This presentation is part of: C10-1 Econometric and Statistical Studies

Population Growth and Per Capita Income: A Panel Cointegration Analysis

Sadullah Çelik, Ph.D. and Serap Ünlü, B.A. Economics, Marmara University, Göztepe Campus, Kadıköy, İstanbul, 34722, Turkey

The issue of population and economic growth is about as old as economics literature. The argument is not only related to how population growth affects economic development but also how economic development precedes population growth. The noteworthy effects of demographic factors on economic development have been well documented in the last decades providing a major role for this factor in economic growth models. However, the empirical formulation grounds heavily on theoretical framework. Moreover, there is no set agreement on the relationship between population growth and per capita income. This paper examines the relationship between population growth and per capita income of a sample of five developing countries, namely China, Hungary, India, Mexico and Turkey, and also five developed countries namely, France, Germany, Sweden, U.K. and U.S. for the period of 1970-2004. The methodology includes recently advanced panel unit root tests and panel cointegration analysis.

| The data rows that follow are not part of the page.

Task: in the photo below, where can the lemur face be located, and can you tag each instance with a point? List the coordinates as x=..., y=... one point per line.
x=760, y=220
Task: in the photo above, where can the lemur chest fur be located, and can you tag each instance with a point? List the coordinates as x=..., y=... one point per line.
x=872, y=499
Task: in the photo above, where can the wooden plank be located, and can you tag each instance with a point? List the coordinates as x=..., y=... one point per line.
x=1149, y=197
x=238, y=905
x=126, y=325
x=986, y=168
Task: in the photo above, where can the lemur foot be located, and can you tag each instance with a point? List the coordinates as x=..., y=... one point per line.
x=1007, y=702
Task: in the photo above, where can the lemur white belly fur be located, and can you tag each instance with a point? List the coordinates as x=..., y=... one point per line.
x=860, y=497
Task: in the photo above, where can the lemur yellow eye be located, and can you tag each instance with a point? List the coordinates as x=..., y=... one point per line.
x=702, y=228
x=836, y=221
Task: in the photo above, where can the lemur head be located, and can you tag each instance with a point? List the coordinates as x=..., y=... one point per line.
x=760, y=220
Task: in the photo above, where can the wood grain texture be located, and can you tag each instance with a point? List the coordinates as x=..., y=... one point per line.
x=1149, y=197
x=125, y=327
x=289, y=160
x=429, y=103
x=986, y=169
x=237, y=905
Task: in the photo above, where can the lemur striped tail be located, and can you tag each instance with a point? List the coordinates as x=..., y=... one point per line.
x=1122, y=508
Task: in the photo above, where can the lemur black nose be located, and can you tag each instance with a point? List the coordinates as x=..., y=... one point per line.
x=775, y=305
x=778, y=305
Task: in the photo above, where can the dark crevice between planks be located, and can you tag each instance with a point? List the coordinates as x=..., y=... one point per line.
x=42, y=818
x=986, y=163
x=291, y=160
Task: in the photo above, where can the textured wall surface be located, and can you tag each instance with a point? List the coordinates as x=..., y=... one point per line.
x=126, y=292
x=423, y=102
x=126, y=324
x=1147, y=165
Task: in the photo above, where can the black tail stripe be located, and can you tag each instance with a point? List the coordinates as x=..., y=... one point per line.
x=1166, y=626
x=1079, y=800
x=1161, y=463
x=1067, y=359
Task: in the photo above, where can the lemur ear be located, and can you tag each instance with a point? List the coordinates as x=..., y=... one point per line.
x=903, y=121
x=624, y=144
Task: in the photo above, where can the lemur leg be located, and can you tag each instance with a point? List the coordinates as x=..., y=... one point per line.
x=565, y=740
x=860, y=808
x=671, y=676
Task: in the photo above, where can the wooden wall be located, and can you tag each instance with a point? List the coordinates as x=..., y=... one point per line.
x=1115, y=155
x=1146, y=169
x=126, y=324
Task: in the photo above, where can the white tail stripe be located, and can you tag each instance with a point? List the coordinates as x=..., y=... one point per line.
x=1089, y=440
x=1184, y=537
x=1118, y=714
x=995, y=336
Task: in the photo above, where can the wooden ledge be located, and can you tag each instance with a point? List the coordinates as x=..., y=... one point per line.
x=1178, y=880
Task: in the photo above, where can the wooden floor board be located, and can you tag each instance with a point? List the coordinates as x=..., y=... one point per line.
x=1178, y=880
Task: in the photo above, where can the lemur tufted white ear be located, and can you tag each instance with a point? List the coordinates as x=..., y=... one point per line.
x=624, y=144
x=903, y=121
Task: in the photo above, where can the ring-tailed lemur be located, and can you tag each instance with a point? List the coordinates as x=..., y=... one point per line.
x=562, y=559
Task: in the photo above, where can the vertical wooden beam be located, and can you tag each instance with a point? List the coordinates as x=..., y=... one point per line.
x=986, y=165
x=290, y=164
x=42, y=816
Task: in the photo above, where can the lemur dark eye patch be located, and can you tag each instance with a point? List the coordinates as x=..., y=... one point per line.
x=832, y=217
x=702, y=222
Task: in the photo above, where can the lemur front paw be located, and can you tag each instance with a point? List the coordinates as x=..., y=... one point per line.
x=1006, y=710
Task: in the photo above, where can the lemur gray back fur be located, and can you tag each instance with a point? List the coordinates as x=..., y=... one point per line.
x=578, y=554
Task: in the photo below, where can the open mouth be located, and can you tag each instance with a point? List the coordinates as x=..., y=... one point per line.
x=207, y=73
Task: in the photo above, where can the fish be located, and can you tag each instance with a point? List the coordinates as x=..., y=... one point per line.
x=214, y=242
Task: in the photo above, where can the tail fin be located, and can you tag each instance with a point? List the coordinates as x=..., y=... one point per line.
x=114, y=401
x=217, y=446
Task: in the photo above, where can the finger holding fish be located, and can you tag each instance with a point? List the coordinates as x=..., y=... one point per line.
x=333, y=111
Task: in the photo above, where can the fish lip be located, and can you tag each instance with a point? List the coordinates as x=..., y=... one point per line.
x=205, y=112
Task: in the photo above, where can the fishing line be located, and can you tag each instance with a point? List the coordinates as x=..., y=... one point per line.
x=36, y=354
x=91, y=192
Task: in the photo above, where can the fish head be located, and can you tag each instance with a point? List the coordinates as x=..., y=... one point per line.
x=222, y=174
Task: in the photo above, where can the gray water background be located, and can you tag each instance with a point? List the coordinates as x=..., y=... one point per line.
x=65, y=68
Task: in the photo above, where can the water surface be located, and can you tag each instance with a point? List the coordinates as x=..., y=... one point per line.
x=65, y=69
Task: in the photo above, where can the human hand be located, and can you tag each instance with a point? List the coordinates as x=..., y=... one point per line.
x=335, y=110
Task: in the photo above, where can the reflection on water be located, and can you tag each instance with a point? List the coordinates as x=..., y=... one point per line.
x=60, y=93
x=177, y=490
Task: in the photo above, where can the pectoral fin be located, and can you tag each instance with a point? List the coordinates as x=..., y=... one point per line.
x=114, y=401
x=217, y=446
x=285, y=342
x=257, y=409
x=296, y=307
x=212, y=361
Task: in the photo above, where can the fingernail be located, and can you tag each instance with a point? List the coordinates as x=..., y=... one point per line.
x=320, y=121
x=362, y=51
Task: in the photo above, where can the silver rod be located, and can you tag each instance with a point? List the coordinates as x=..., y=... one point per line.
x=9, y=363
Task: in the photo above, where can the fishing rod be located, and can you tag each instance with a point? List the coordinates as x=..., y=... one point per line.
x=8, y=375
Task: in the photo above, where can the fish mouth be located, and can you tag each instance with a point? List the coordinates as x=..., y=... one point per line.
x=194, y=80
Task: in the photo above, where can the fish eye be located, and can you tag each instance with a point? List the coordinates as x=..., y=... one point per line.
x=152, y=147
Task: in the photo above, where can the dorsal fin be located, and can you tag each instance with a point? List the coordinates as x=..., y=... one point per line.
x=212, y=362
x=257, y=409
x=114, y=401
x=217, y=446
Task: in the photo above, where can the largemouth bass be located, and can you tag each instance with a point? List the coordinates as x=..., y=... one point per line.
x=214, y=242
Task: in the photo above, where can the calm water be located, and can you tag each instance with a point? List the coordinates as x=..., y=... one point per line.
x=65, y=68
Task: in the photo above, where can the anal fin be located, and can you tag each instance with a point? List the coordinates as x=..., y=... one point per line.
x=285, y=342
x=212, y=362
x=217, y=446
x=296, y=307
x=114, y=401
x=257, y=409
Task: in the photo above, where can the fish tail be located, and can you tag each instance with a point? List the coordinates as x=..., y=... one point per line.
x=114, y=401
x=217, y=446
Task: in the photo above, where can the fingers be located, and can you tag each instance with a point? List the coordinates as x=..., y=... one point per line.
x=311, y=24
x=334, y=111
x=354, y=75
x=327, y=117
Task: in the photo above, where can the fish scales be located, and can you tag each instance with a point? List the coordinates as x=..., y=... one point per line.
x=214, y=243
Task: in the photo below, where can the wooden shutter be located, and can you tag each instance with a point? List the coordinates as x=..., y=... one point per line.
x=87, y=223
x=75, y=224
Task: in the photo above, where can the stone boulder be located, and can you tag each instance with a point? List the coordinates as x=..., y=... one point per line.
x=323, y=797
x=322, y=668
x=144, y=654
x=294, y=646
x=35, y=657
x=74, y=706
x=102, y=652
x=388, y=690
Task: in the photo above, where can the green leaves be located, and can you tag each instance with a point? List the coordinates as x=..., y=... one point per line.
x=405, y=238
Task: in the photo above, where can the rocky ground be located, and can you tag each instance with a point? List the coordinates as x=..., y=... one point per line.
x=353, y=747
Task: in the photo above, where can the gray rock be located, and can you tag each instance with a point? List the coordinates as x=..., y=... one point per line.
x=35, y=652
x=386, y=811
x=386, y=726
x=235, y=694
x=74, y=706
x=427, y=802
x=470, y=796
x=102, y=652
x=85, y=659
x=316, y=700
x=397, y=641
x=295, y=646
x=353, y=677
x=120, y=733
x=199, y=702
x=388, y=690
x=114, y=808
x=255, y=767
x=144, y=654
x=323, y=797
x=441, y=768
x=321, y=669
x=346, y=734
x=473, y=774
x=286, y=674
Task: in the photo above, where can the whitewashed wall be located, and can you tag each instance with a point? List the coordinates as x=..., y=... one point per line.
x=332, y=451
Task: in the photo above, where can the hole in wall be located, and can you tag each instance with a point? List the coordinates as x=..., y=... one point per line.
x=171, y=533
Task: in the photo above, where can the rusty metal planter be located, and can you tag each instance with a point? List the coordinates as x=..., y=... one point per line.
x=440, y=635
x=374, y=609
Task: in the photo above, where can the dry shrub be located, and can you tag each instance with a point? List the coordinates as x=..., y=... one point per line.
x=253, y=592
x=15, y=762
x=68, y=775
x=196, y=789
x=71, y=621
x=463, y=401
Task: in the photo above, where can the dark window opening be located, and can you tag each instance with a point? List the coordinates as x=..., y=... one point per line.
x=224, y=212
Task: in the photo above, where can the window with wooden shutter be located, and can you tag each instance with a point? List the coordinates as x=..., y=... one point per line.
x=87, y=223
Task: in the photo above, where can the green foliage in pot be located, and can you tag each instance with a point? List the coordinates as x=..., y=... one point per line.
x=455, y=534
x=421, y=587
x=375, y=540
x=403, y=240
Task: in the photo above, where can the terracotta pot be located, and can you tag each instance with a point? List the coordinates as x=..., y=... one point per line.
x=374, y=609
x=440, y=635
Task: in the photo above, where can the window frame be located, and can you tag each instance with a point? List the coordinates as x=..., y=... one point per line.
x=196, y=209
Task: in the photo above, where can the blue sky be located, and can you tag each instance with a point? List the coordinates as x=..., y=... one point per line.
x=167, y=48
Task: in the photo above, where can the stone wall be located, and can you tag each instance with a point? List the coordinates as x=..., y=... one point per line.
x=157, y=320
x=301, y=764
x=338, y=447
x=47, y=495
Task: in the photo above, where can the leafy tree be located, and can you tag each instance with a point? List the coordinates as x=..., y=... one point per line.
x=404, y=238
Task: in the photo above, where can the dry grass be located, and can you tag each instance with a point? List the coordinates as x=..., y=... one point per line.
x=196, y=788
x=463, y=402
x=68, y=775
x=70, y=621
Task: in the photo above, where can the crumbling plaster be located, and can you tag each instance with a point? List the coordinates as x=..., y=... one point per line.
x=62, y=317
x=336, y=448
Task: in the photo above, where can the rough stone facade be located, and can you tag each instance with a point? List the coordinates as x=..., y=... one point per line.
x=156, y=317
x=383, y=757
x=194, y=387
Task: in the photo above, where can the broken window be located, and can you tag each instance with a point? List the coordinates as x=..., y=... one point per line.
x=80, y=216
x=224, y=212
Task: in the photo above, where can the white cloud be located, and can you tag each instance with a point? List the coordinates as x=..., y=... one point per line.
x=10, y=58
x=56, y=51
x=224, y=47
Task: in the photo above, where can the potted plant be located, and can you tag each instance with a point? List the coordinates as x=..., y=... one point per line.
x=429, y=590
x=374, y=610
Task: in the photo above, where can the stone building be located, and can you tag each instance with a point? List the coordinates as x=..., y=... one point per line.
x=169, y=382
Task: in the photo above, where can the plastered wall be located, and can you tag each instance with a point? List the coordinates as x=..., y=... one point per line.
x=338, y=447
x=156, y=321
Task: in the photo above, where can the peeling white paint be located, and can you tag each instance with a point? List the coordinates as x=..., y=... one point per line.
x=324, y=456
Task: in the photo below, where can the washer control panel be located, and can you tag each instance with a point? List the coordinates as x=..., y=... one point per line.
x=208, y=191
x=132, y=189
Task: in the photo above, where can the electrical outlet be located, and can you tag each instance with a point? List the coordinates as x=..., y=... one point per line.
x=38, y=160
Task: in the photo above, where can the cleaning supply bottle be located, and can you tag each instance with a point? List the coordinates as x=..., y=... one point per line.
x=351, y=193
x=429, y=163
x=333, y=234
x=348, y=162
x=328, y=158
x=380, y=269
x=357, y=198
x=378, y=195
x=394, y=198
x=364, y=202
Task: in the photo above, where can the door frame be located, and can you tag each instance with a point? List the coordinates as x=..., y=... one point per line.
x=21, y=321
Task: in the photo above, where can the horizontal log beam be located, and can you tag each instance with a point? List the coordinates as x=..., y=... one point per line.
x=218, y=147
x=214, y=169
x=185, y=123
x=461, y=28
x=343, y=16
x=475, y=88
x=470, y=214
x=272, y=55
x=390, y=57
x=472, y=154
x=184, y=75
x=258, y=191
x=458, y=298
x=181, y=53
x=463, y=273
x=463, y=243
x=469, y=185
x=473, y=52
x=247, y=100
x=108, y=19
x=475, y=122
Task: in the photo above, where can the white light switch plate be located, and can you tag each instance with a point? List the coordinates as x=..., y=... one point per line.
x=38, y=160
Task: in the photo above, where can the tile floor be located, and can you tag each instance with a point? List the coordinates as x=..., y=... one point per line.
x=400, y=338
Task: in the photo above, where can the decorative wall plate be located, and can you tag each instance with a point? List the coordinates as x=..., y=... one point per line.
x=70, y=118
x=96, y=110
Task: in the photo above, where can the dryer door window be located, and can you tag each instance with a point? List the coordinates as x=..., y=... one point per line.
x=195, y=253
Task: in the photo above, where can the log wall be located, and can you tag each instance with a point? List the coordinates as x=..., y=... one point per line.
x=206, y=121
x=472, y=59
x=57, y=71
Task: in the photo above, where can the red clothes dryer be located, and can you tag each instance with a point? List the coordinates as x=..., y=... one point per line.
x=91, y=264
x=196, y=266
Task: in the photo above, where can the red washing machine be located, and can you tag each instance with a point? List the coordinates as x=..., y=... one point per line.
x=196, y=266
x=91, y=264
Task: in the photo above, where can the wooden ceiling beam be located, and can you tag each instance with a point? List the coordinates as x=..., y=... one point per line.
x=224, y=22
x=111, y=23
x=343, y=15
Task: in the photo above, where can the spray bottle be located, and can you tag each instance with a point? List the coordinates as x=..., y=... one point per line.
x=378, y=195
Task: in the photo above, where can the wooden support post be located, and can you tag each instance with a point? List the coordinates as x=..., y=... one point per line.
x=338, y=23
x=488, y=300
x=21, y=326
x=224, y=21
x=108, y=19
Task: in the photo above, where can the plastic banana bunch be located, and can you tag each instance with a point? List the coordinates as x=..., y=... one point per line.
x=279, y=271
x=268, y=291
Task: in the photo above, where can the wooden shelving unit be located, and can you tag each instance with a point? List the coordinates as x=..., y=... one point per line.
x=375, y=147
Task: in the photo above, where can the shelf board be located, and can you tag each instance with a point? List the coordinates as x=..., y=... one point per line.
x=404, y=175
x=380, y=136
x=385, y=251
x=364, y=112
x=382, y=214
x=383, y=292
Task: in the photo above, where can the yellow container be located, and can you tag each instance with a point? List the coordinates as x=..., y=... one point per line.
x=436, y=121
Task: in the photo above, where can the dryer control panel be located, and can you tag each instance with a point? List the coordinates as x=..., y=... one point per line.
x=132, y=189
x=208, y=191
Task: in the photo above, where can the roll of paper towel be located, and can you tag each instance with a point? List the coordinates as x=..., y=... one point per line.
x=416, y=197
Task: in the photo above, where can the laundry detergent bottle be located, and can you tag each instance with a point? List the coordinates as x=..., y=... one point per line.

Our preliminary empirical findings show support for the existence of a long-run relationship via cointegration when we match the developing and developed countries within each other. The results support a positive (negative) and statistically significant relationship between population growth and per capita income for developed (developing) countries. Population growth could be beneficial or detrimental to per capita income depending on whether a country is developed or still developing. Hence, developing countries can expect to make gains in income dramatically by limiting population growth and therefore family planning programs can be justified; in contrast to developed countries which can follow policy actions to increase population growth rates in order to increase income.